The other strain is libertarianism – which in Norwegian terminology would not sort under conservatism at all – which sought to limit the government both in domains both economic and spiritual.

Ideological entrepreneurs created a fusion of these two streams of thought, and the result was presented as conservatism. This conservatism then had to go through a pragmatic meeting with focus groups and voters, and the result was a clear contradiction between conservative ideological rhetoric on the one hand and practice on the other. For example, Reagan was elected on a pledge to reduce the public sector. But when Reagan left the White House, the government share of GDP was actually slightly larger than when he became president. Conservatives talked about the importance of marriage. But the divorce rate continued to increase. Many of the key goals of the various parts of the movement thus remained out of reach for Reagan. This fact, however, did not affect the way in which conservatives spoke about policy. With the charismatic Reagan gone, these contradictions increasingly started to paralyze the ability of conservatives to rally support behind a positive political program.

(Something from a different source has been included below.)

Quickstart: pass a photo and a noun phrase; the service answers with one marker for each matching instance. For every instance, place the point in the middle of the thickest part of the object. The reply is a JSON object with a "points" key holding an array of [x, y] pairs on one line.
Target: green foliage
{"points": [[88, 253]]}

The (relatively) young Frum was not indifferent to the preservation of traditional norms – and was, for example, critical of same sex marriage laws. Nevertheless, he mainly chose the libertarian way out of these contradictions: Moralizing, he believed to be evident from recent history, had little effect on the break-down of norms. Culture wars did not reinforce any positive values. A leaner government, and a leaner welfare state, with better incentives for work, could do more to foster healthy values. This is the kind of argument we find with traditionalist-leaning libertarians, such as Charles Murray (of The Bell Curve infamy).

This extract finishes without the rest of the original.